Military analysts agreed.
“Such a skilled workforce is open to exploitation by hostile forces in a country like India with many factions, discords and insurgencies,” said Brigadier Rahul Bhonsle (retired) of the Security consultancy group Risks based in New Delhi. The demobilized Agniveers, he added, could prove a potential ticking time bomb with the potential to exacerbate the law and order situation in the country.
Defense commentator Major General Amrit Pal Singh (Retired) went further regarding the possibility of former army fighters using their newly acquired military skills to operate in a criminal underworld. ‘Given their four-year terms, the Agniveers, unlike regular soldiers, would have no allegiance to the military’naam, namak, nishan‘ (honor, loyalty and identity), which constitutes the fundamental principles of the platan soldier and preserves his izzat (respect),” he said. In theory, these young people could contribute significantly to lawlessness, he warned.
Additionally, in the highly specialized PMC industry, daily earnings, centered on experience, expertise, and danger potential, could average between $500 and $1,500, which is more than enough incentive. for an Agniveer to seek employment there.

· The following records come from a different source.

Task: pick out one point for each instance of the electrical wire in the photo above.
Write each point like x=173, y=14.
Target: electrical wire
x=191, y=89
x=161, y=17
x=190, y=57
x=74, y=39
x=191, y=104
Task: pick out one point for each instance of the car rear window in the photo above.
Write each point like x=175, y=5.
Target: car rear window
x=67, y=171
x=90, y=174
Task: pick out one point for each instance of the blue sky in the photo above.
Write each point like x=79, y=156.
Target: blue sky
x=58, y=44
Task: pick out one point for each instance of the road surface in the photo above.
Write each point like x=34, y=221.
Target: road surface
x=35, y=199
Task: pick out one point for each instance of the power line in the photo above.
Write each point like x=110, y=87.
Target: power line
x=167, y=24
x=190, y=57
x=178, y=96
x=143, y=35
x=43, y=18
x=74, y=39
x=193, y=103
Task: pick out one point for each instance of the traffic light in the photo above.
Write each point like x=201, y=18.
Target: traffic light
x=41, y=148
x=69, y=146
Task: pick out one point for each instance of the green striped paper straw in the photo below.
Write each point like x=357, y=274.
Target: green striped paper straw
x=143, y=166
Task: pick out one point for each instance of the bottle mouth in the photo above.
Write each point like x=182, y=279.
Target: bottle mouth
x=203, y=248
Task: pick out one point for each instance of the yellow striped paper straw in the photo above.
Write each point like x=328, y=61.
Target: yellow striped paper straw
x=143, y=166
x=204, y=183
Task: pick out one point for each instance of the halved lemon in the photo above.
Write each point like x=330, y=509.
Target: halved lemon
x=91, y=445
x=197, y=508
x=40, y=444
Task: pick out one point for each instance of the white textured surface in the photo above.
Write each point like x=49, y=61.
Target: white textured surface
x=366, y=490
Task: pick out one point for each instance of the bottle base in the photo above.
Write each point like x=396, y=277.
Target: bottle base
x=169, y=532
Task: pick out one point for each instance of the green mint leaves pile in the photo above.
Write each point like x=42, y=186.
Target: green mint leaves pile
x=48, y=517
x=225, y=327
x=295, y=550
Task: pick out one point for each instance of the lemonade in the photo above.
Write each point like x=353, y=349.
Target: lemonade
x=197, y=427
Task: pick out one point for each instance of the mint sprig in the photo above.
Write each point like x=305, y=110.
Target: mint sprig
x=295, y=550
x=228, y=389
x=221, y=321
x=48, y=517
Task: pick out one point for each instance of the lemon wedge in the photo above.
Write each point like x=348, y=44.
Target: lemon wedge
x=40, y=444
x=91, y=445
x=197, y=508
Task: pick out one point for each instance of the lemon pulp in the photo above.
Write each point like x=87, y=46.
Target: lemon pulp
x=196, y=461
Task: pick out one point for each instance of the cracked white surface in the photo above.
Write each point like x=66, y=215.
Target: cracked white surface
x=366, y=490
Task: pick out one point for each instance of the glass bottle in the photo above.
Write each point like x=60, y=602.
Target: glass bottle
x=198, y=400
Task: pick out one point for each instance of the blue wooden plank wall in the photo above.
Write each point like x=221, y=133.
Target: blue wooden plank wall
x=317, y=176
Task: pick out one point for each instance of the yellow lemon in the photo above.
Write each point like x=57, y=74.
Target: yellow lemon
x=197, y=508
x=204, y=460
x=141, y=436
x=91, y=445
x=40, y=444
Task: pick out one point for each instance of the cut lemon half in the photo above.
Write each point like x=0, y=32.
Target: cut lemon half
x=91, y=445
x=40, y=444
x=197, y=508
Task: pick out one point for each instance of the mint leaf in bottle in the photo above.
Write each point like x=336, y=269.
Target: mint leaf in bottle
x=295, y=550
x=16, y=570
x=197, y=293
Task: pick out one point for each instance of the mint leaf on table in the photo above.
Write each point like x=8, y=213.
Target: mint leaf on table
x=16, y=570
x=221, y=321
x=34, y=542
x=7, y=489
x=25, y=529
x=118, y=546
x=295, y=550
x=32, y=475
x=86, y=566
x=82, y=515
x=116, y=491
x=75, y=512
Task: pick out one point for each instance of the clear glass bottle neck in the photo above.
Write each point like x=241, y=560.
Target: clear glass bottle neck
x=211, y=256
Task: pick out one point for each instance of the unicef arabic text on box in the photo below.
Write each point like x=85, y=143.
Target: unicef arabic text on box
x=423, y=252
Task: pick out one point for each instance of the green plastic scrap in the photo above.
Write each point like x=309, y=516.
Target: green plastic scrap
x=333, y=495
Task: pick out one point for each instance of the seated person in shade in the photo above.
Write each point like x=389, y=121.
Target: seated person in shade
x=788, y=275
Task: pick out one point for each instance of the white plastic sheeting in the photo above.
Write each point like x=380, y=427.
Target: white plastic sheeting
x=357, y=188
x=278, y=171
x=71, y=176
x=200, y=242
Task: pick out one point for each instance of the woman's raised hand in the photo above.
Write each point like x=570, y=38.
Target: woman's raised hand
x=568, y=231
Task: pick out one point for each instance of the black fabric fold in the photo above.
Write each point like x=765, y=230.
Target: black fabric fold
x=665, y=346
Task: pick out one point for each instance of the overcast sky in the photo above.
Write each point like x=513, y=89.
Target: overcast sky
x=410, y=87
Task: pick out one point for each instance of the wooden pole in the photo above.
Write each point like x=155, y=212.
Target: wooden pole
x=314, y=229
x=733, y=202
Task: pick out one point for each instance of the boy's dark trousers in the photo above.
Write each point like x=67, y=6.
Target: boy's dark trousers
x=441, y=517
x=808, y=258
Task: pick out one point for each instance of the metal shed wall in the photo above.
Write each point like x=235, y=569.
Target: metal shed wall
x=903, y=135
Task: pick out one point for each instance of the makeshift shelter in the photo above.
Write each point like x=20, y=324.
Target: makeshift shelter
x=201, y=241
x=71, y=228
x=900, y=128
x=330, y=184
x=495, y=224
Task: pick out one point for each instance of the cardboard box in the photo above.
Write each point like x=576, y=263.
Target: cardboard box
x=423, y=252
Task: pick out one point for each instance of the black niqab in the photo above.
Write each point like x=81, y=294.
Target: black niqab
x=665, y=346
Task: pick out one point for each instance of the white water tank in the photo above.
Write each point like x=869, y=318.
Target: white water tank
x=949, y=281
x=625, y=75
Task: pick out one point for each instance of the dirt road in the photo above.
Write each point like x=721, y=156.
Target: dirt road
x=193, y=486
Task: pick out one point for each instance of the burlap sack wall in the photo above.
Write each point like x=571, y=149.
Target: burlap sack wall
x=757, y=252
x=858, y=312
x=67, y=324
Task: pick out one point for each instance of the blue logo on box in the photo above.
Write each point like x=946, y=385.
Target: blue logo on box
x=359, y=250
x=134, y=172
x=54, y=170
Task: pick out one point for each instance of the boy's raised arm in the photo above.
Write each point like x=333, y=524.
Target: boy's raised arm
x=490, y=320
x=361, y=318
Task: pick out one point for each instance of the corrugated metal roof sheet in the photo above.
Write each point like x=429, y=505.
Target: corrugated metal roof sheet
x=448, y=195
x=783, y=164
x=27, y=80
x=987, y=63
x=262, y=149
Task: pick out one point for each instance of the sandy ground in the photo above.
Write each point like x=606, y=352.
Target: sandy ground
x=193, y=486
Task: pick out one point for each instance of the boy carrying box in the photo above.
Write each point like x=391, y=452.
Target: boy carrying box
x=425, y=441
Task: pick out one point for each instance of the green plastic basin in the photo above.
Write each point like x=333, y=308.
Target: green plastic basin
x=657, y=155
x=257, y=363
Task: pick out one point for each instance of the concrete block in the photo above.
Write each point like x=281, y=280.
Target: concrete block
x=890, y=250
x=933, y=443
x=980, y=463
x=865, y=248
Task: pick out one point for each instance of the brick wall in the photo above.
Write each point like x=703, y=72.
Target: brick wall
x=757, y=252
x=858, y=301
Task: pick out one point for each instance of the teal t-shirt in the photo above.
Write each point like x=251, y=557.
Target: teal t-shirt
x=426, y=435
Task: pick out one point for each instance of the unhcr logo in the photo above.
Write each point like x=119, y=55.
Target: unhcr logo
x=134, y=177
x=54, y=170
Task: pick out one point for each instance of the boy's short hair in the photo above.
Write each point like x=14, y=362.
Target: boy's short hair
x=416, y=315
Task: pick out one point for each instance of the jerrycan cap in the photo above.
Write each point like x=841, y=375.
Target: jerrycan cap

According to Dr. Sean McFate, one of the world’s foremost experts in the United States on soldiers of fortune and PMCs, mercenaries are here to stay. New consumers, he said in a comprehensive article written in late 2019 for the US National Defense University, will seek security in an increasingly uncertain world, as a result of which new mercenaries would emerge to meet their needs. this application. Moreover, outsourcing had become a new way of waging war in the United States, he said, and trends indicate that the United States could outsource 80 to 90 percent of its future wars to the United States. PMC. This, McFate added, was one of the few issues in Washington that had “true bipartisan” political support from both Democrats and Republicans.
Also, there were no mercenary training camps anywhere, so all of these personnel, celebrated in Hollywood films, were largely drawn from the national military forces. In such a blatant situation, Indian military officers said the Agniveers were “perfectly suited” for such a job, as their training and deployment – especially in the military – would be in terrain that offers diversity. like nowhere else. This includes the upper parts of the Himalayas, the desert of Rajasthan, the flat plains of Punjab and the swampy jungles of the northeast.
Agniveer’s youth and accompanying vigor would also be usable assets. Ironically, India might once again – like decades earlier, when it supplied the West with skilled technicians for the development of computer hardware and software – end up exporting battle-worthy soldiers to also lead its wars.